With yesterday’s celebration of Palm Sunday, the Church has entered into the unique and rich experience of Holy Week. The Gospel reading appointed for today, the Monday of Holy week – six days before Easter - situates us in a chronological framework. Six days before Passover Jesus came to Bethany (John 12:1). Jesus and his disciples en route to Jerusalem for the annual Passover pilgrimage, stopped along the way at Bethany. But the events which took place during that particular Passover holiday not only coincided chronologically with the Passover celebration but brought the ancient Passover story to its fulfillment, establishing once and for all a ”new and eternal covenant.”

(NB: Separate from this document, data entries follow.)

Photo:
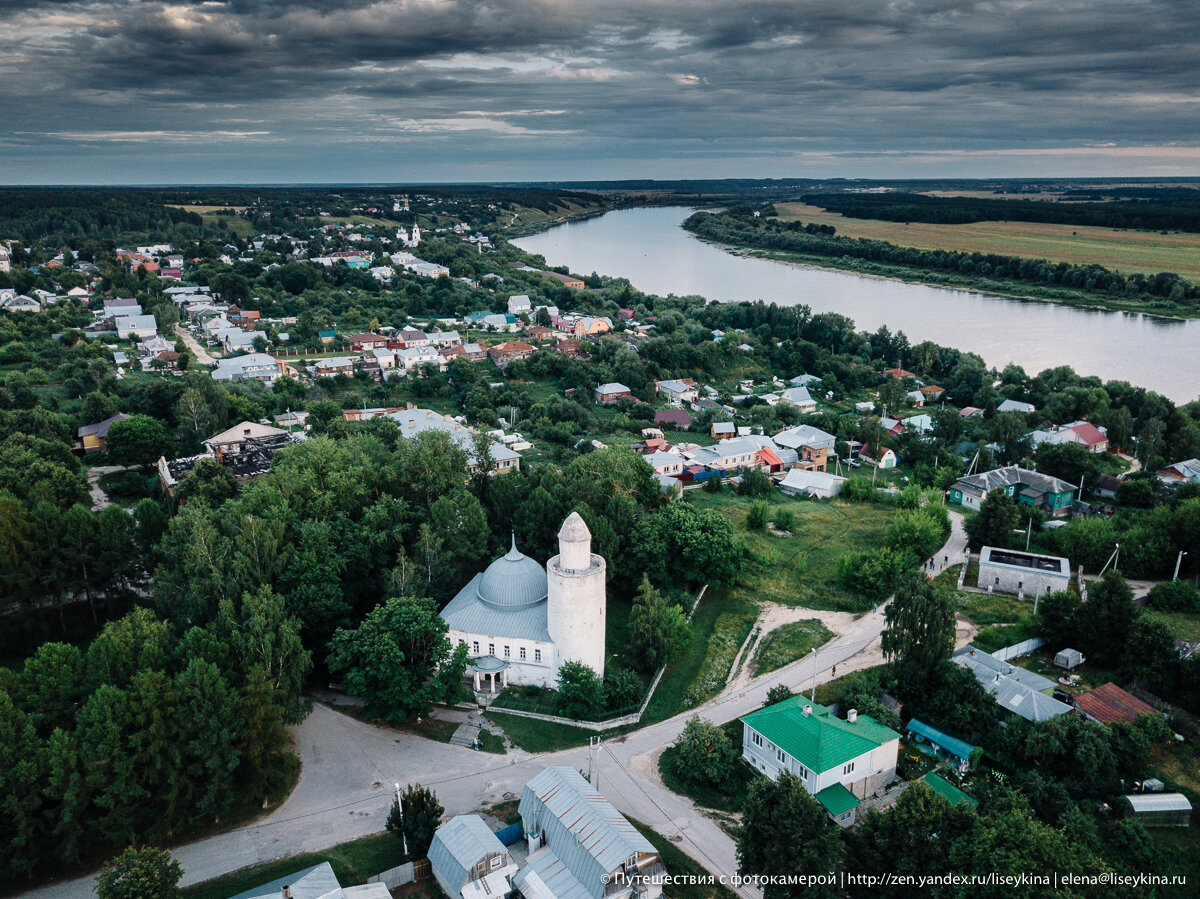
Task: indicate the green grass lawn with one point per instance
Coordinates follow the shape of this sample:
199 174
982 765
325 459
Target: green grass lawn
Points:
799 570
790 642
681 673
353 863
677 862
534 736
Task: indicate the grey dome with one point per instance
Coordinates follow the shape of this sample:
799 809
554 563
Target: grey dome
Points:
514 580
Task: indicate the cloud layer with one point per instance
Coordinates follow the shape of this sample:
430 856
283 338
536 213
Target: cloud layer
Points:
339 90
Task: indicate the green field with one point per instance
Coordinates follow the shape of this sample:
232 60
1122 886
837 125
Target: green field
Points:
789 643
799 570
1126 251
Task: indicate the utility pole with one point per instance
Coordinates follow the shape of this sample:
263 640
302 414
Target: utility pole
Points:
403 837
814 696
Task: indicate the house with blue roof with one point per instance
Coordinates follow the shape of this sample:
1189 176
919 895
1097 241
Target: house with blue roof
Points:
941 744
580 846
840 762
468 859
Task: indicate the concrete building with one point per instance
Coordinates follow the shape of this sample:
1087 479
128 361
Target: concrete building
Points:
1025 574
521 622
840 762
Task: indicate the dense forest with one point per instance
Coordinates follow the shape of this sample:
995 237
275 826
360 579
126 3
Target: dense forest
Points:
1180 210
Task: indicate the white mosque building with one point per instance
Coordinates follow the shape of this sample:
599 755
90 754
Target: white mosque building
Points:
521 621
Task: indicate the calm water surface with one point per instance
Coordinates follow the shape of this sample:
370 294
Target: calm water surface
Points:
648 247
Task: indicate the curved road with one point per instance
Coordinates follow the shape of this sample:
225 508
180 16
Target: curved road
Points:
349 767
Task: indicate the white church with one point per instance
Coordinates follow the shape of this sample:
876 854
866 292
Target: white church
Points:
521 622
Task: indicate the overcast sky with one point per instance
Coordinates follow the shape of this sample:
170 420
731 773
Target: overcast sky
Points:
471 90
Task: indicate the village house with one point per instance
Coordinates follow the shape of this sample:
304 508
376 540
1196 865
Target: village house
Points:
840 762
91 438
1051 495
677 391
580 846
504 353
255 366
611 393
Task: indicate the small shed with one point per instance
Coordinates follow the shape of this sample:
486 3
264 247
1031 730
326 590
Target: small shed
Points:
943 744
1068 659
1161 809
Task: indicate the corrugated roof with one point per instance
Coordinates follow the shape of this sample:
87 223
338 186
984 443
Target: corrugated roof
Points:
837 799
587 835
1014 688
459 845
955 747
948 791
819 741
1111 705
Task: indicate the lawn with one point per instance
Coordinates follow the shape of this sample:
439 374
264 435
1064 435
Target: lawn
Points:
534 736
799 570
353 863
1126 250
681 673
789 643
677 862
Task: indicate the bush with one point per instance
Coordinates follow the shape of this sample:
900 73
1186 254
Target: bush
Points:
1174 597
784 519
757 515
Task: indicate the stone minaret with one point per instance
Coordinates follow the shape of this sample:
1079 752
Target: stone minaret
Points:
575 588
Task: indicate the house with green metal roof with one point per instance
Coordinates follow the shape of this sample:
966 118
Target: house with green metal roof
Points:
840 761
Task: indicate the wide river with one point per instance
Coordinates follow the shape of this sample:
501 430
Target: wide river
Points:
648 247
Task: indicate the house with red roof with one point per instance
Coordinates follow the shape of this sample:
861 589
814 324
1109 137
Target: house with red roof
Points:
1111 705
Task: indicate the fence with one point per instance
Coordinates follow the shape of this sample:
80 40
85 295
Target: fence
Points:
395 876
1024 648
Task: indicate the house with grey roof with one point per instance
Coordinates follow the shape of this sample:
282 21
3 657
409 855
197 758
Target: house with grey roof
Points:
253 366
414 420
1027 487
1015 689
468 859
580 846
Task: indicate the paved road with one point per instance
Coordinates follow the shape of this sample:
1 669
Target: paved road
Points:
201 353
349 767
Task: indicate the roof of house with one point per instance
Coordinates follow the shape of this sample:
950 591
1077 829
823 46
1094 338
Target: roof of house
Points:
239 432
1111 705
101 427
803 436
672 417
459 845
587 837
1089 433
988 481
948 791
837 799
819 741
1015 689
507 600
955 747
798 396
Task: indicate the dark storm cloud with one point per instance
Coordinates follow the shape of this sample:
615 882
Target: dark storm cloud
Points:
502 79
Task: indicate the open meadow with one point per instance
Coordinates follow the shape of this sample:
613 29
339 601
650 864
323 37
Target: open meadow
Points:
1126 251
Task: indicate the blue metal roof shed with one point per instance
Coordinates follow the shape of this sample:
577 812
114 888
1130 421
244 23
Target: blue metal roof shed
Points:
953 745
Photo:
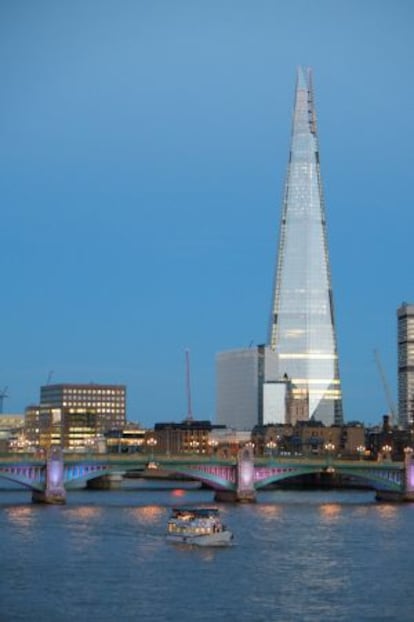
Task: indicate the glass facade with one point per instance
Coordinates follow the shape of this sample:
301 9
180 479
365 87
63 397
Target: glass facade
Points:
406 365
302 327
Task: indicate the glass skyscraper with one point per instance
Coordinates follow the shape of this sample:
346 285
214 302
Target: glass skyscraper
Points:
302 327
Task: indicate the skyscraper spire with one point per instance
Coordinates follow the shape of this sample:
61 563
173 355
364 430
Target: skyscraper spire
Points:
302 327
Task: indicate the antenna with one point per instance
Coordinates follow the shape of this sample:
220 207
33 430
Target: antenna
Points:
188 386
3 395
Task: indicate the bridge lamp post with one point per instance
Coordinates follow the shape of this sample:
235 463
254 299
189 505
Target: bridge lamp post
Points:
361 451
329 448
194 446
213 444
271 446
152 442
408 452
386 452
250 445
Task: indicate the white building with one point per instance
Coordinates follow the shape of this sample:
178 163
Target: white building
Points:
249 391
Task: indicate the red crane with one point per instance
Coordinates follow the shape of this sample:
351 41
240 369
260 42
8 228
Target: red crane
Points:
188 386
3 394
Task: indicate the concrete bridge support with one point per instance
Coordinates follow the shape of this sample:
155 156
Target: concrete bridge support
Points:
106 482
245 491
407 491
408 477
54 492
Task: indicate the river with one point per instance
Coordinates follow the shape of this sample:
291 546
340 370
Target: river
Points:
298 556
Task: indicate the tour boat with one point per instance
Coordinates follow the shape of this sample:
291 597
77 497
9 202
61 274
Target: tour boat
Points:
198 526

The whole story of Jesus’ death, burial, and resurrection is intimately wrapped up with the story of the Passover. While the symbolism of the Passover permeates every Easter celebration, the chronological overlap vividly adds an additional dimension to our celebration this year, when the Jewish Passover coincides with Good Friday night - just as it does in John’s Gospel. That account, which will be solemnly proclaimed in the Good Friday Liturgy emphasizes how Jesus was crucified on the Preparation Day, at the very hour when the Passover lambs were being sacrificed in the Temple and was hastily buried because the festival was about to begin. (His accusers, we are told, would not enter Pilate’s headquarters in order not to be defiled, so that they could celebrate the Passover supper that night.) And, if that year the Passover was celebrated on Good Friday night, then the offering of the first fruits of the grain harvest (prescribed in Leviticus 23) would have taken place that Sunday, symbolically fitting for the day of resurrection – the resurrection of Christ, of whom Saint Paul wrote: But now Christ has been raised from the dead, the first fruits of those who have fallen asleep (1 Corinthians 15:20).
Some 40 years after those events, the Romans destroyed the Jerusalem Temple. As a result, the sacrifices prescribed by the Old Testament Law ceased – including the Passover sacrifice. Since then, with no Temple in which to sacrifice, the Jewish People have celebrated the Passover with a ritual meal in the home, at which the Passover story is retold, but without a paschal lamb. Meanwhile, for us Christians, the Passover sacrifice has found its final fulfillment in Christ, who sacrificed himself for us, once and for all, on the altar of the cross.
Today's Gospel for this Monday of Holy Week does more than establish a chronology. It also sets a certain mood for the liturgy of this week. Famously, it describes how Mary of Bethany (the sister of Lazarus and Martha) anointed Jesus’ feet with expensive perfume. When her extravagance was criticized by Judas, Jesus defended her action by referring it to his upcoming burial. Like Mary, the Church this week pulls out all the liturgical stops, so to speak, holding nothing back. Instead she employs all the rich symbols of the liturgy to invite and enable us to enter as fully as humanly possible into the drama of Christ’s passion, death, and resurrection, so that we may more fully participate in its benefits.